例えば、500万円を一括投資し、1年後に価格が30%上昇したとしましょう。その場合の資産額は650万円となります。一方、毎月5万円を積み立てた場合、1年間の投資元本は60万円です。仮に年間を通じて徐々に価格が上昇したとしても、投資資金の一部は上昇前に投入できていないため、利益は一括投資より限定的です。そのため、継続的な上昇相場では一括投資のほうが利益が伸びやすくなります。
株式で一括投資をする際の注意点
一方で、株式で一括投資をする際は以下の点に注意する必要があります。
- NISA枠には年間買付額に上限がある
- 下落局面では損失が拡大しやすい
- 保有株式の倒産リスクがある
- 一定の投資知識が求められる
それぞれの注意点について順に見ていきます。
NISA枠には年間買付額に上限がある
新NISAの成長投資枠には、年間240万円の買付上限が設けられています。そのため、仮に500万円を一括投資しようとした場合、非課税枠で投資できるのは240万円までとなり、残りの260万円は課税口座で運用することになります。このように、一括投資ではNISA枠だけで完結しないケースもあり、課税口座との併用が必要になる点に注意が必要です。

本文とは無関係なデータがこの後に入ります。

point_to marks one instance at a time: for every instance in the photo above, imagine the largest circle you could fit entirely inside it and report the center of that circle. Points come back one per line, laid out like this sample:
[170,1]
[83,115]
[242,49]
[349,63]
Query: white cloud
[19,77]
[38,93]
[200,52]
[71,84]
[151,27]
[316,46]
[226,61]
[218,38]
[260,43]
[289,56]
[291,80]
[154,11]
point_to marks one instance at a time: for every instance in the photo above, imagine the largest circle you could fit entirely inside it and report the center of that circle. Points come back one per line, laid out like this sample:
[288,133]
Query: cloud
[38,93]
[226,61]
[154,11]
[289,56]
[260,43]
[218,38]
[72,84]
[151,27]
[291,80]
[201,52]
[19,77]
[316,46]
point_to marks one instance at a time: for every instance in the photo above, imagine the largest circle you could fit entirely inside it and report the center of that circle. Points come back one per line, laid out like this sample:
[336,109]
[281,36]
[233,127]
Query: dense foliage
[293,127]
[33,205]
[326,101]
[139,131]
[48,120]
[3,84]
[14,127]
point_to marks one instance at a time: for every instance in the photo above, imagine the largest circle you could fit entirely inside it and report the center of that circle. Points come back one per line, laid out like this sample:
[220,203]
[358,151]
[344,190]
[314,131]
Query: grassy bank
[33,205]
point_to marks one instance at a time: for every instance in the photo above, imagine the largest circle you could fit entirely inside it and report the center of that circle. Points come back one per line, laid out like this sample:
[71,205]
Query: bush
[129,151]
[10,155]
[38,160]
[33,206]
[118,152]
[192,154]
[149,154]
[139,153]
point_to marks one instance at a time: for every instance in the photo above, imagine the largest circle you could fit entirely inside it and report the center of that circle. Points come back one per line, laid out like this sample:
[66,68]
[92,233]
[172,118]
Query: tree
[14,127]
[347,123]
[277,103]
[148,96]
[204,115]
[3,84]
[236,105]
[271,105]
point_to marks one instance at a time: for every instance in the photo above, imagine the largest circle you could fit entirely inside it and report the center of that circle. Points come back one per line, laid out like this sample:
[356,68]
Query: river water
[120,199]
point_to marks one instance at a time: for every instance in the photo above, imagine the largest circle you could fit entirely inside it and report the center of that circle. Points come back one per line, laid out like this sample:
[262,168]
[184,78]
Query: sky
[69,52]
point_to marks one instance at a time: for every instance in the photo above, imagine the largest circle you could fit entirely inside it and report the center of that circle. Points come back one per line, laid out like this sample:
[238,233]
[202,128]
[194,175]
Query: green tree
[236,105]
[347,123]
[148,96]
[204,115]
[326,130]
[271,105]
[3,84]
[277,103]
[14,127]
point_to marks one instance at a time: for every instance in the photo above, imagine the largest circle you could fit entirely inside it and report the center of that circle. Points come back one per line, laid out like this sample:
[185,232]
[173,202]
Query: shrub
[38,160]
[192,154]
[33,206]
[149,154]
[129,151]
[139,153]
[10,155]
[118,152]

非課税メリットを最大限活用したい場合は、投資タイミングの調整も検討材料となります。例えば、年末に240万円を成長投資枠で購入し、翌年の年始にあらためて240万円を成長投資枠で購入するといった形で、時期を分けて活用する方法も選択肢のひとつです。
下落局面では損失が拡大しやすい
一括投資は上昇局面では有利に働く一方で、下落局面では損失が拡大しやすい側面があります。とくに高値圏で購入した直後に相場が下落した場合、投資資金の全体がその下落幅の影響を受けることになります。購入額が大きい分、含み損も大きくなりやすく、評価額が元の水準に戻るまでに時間を要するケースも少なくありません。

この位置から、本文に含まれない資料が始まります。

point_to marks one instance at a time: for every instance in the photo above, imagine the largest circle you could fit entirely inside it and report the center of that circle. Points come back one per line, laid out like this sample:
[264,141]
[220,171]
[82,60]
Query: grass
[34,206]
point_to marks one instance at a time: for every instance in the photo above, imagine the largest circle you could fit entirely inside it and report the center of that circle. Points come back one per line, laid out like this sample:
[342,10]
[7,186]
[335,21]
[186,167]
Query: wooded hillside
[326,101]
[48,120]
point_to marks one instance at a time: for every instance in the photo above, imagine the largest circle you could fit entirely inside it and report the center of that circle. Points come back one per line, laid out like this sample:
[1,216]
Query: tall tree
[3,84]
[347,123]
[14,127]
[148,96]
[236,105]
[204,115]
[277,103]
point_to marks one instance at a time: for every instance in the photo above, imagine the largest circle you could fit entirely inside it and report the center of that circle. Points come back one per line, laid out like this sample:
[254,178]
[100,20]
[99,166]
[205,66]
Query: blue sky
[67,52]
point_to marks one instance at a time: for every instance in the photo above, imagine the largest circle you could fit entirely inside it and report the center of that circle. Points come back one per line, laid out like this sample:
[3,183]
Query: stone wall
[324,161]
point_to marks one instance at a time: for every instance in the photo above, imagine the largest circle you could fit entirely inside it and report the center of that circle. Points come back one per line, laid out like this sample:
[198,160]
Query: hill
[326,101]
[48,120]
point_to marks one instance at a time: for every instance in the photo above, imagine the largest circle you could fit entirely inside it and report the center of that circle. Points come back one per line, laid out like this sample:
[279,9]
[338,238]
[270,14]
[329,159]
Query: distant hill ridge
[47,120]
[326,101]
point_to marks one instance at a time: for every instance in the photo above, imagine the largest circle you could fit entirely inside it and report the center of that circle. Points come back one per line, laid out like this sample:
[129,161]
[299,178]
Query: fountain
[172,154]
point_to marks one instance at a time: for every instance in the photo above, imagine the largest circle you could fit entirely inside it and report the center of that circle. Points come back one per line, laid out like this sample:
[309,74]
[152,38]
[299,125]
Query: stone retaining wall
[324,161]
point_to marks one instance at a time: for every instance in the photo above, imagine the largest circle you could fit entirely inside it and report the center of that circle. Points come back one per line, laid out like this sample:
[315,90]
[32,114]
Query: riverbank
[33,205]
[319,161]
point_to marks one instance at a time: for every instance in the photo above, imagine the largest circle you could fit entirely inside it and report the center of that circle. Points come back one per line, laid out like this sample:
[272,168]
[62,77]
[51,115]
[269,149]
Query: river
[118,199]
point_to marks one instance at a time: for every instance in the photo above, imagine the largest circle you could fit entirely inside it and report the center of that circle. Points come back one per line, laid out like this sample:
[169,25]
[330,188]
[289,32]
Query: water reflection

例えば、一括で500万円を投資した直後に相場が20%下落した場合、評価額は400万円まで減少することになります。投資経験が浅い方からすると、100万円の含み損は大きなストレスに感じてしまうかもしれません。もっとも、配当金や分配金などをきちんと再投資に回すことで、複利の効果が働き、時間をかけて運用を続けることで、回復する可能性が高まる場合もあります
保有株式の倒産リスクがある
個別株に投資する場合、企業業績の悪化や不祥事などにより、株価が大きく下落する可能性があります。経営状況が深刻化すれば、最終的に企業が倒産し、株価がほぼゼロになるケースも少なくありません。
こうしたリスクを軽減する手段としてETF(上場投資信託)の活用が有効です。ETFは、特定の指数に連動するよう設計された金融商品で、複数の企業の株式で構成されています。そのため、1社が倒産した場合でも、ETF全体への影響は限定的になりやすい特徴があります。
ただし、ETFであっても価格変動リスクがなくなるわけではありません。構成銘柄全体の業績悪化や市場環境の変化があれば、ETFの価格も下落します。個別株よりも企業固有のリスクは分散されやすいものの、市場全体の変動リスクは受ける点を理解しておく必要があるでしょう。
一定の投資知識が求められる
一括投資は、選んだ銘柄や投資タイミングが運用成果に直結しやすいため、一定の投資知識が前提となります。投資対象の仕組みやリスクを十分に理解しないまま資金を集中させると、想定以上の含み損を抱えてしまう可能性があります。また、大きな価格変動に動揺し、当初の運用方針を崩してしまうケースも考えられるでしょう。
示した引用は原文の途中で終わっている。